Sceanario 1:A women took 9 months maternity leave last year. The next tax year her male colleagues were given a raise. She wasn’t given one and she was told that she hadn’t progressed as much as a worker as she had missed ¾ of the year. She said that it was discrimination against her as a woman and against her decision to have children. Agree?
Lois (14): I think that it isn’t fair that she doesn’t get the same amount of pay, even though she could be just as much of a hard-worker as any of the other employers. It was her choice whether to have a baby or not, but i don’t think that she should be penalized for being a woman and having to take the time off. I think that possibly, for a solution, she could have half the pay rise that the other employees do, as she has only done half the work.
Scenario 2:A school finds out that one its teachers is a member of the BNP (an extreme right-wing party that has been branded racist and fascist). They call an emergency meeting with the teacher and discuss his future at the school. They are considering sacking him as racism goes against the values of the school. He says it is within his rights to hold his own political opinions and that it would be discrimination to sack him. He says there are teachers who are religious at the school, even though its non-religious. Why are his views any different? Agree?

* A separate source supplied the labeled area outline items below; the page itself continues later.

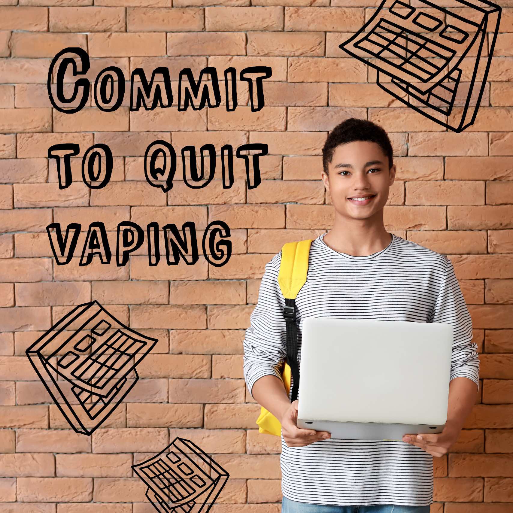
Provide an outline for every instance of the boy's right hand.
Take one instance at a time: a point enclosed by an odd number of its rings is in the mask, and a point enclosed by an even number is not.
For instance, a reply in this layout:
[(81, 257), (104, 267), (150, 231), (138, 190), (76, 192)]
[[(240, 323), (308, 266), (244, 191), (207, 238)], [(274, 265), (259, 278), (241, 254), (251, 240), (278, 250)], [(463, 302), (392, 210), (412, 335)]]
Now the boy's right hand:
[(331, 435), (327, 431), (315, 431), (314, 429), (304, 429), (298, 427), (298, 405), (296, 399), (283, 414), (282, 419), (282, 433), (283, 439), (288, 447), (304, 447), (314, 442), (325, 440), (331, 438)]

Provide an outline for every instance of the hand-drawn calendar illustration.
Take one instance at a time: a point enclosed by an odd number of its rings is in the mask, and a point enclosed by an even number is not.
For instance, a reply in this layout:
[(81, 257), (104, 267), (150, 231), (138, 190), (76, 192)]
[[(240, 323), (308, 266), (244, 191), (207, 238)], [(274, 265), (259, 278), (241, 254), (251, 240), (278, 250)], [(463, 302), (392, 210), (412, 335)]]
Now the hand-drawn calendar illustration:
[(207, 513), (229, 474), (190, 440), (176, 437), (158, 454), (132, 466), (159, 513)]
[[(397, 100), (461, 132), (476, 120), (502, 10), (487, 0), (411, 4), (383, 0), (339, 47), (375, 68), (376, 83)], [(467, 78), (466, 59), (471, 61)]]
[(137, 382), (135, 367), (157, 341), (93, 301), (75, 307), (26, 353), (71, 427), (91, 435)]

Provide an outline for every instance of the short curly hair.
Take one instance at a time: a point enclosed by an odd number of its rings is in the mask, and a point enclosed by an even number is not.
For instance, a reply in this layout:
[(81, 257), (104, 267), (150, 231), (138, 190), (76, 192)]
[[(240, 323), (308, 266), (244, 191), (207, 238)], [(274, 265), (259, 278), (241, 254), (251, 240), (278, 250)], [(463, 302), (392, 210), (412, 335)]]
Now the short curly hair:
[(337, 125), (326, 137), (322, 149), (323, 167), (326, 174), (337, 147), (355, 141), (367, 141), (379, 144), (388, 157), (389, 168), (393, 165), (392, 143), (385, 130), (371, 121), (350, 117)]

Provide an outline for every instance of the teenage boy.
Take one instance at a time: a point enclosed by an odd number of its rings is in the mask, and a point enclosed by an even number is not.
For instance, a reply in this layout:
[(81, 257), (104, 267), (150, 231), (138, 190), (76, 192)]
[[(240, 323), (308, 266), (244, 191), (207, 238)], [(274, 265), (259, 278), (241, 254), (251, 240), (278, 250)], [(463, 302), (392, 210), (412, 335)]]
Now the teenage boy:
[(335, 439), (297, 427), (298, 400), (291, 404), (281, 377), (286, 328), (278, 253), (265, 265), (246, 331), (244, 371), (252, 397), (282, 424), (282, 511), (428, 513), (433, 457), (456, 442), (479, 388), (472, 321), (451, 261), (385, 228), (383, 208), (396, 176), (386, 132), (369, 121), (347, 120), (328, 135), (323, 164), (334, 223), (312, 240), (307, 280), (296, 298), (298, 359), (306, 317), (450, 323), (449, 407), (442, 433), (404, 441)]

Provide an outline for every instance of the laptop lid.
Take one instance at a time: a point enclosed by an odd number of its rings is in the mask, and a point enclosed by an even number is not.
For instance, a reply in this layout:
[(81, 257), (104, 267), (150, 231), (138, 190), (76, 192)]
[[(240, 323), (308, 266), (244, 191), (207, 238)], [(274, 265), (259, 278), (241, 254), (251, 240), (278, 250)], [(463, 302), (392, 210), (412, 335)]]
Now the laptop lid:
[(305, 319), (298, 418), (444, 424), (453, 329), (439, 323)]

Jamil (14): So if a teacher is part of the BNP then I will agree to sack the teacher incase she/he teaches the children differently and have a favouritee student and then they will have less students in the school than they hoped all because of their teacher.
Scenario 3: The Catholic Adoption Agency are a partly government funded organization. They will not allow gay couples to adopt children from their agency, even if the couple are Catholic. They say it is the beliefs of their religion and they should be allowed to follow their religion. Gay couples opposing the ban on Gay adoption say it is discrimination against them for being Gay, which is against the law. Agree?

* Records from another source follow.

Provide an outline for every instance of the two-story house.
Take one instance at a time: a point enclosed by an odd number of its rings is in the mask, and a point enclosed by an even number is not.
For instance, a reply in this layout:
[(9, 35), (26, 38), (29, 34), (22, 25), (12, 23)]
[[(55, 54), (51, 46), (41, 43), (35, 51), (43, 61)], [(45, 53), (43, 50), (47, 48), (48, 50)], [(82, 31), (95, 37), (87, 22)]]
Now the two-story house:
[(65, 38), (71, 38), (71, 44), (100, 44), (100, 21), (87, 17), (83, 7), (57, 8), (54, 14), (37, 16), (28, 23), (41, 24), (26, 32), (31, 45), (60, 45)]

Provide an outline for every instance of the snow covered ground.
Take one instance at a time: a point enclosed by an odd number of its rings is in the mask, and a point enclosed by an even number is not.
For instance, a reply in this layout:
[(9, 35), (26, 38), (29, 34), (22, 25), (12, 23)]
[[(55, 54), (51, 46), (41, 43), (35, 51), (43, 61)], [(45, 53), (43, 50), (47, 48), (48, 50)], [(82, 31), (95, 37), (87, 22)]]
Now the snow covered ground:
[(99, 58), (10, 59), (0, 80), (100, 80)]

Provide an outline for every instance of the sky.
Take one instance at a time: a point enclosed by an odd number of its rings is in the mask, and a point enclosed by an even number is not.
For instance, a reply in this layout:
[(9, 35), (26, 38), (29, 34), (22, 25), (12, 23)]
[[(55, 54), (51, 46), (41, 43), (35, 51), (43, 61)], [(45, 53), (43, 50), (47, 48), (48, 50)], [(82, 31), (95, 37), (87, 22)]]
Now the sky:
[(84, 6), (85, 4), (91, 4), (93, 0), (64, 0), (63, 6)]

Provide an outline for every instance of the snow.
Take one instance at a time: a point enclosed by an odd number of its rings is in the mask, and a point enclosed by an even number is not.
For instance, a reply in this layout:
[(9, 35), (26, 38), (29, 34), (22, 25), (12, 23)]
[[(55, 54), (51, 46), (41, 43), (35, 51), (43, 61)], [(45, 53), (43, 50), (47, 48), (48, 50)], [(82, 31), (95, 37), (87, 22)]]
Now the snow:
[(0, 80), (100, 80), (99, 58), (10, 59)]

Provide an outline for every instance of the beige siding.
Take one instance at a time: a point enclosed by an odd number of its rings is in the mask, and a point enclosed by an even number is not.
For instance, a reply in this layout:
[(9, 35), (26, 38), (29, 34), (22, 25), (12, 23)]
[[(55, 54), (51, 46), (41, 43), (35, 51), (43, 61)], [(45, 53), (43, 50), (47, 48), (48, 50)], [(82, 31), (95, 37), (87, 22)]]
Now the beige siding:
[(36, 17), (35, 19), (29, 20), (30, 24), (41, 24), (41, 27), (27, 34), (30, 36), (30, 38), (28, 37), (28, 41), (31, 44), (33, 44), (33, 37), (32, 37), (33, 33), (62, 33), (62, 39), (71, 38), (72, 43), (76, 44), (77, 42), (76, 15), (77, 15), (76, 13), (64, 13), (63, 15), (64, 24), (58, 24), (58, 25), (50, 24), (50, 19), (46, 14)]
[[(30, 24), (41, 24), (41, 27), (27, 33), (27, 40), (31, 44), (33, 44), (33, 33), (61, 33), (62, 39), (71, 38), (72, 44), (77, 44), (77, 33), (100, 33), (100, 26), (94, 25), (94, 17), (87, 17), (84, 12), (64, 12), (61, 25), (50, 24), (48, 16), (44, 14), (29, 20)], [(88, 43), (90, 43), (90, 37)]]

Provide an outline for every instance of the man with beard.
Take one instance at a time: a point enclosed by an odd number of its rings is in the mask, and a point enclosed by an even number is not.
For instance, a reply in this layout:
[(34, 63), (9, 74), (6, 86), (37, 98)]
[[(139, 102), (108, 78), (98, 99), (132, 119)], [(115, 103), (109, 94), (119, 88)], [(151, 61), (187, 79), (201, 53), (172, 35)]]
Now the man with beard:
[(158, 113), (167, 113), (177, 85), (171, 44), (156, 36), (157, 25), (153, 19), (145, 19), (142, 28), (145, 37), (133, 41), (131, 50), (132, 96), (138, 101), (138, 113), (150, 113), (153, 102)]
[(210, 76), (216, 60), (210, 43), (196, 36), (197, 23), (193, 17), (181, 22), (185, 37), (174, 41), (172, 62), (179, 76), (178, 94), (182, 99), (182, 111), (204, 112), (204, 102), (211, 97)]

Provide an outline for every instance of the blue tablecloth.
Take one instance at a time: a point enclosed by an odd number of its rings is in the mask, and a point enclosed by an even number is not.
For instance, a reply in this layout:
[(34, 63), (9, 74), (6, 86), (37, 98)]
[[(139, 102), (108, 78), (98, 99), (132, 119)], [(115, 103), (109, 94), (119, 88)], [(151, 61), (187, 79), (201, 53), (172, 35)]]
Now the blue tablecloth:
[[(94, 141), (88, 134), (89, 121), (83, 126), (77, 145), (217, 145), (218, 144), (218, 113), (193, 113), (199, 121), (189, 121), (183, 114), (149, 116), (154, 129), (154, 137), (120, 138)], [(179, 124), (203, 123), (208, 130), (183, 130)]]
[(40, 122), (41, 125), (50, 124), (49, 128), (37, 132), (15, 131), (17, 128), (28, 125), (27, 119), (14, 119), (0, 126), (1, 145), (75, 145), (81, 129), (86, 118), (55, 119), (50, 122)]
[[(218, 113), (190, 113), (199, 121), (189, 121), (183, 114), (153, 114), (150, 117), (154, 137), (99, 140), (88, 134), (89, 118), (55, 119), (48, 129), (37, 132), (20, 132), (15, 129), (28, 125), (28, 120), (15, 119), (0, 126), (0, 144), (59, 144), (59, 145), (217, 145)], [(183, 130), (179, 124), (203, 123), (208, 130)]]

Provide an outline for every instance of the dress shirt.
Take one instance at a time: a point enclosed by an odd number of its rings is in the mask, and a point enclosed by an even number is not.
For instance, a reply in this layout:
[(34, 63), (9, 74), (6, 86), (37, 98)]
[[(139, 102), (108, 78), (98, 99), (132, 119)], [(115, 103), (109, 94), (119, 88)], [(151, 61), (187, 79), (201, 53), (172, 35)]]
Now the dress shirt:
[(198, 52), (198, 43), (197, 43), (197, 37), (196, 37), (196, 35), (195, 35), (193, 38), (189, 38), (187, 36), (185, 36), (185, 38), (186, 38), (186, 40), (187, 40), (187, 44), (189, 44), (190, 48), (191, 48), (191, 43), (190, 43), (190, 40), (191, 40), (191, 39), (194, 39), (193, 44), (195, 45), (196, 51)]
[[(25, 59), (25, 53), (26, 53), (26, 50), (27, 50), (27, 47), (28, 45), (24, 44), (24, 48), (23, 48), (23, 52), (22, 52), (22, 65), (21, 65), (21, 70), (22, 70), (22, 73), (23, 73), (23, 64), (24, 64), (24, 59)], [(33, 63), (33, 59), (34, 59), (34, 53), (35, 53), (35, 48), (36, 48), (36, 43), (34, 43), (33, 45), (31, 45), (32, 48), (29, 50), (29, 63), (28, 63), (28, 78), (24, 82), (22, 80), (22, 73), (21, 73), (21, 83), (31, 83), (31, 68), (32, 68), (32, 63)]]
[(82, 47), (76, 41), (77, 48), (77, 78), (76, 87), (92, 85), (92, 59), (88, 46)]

Jess (29): I think I would side with the Gay couple, especially if they themselves were Catholic. Whilst I respect peoples religious beliefs I do think that beliefs and religious practices can be much influenced by the time and place in which the followers live. And by the individuals within the Church/Mosque/Synagogue/Temple. Because of this I think that religious practice should adapt and respond to increased understanding and tolerance for certain issues, for example sexuality or women’s rights and look to the history or their religion and where the outlawing of certain practices stemmed from.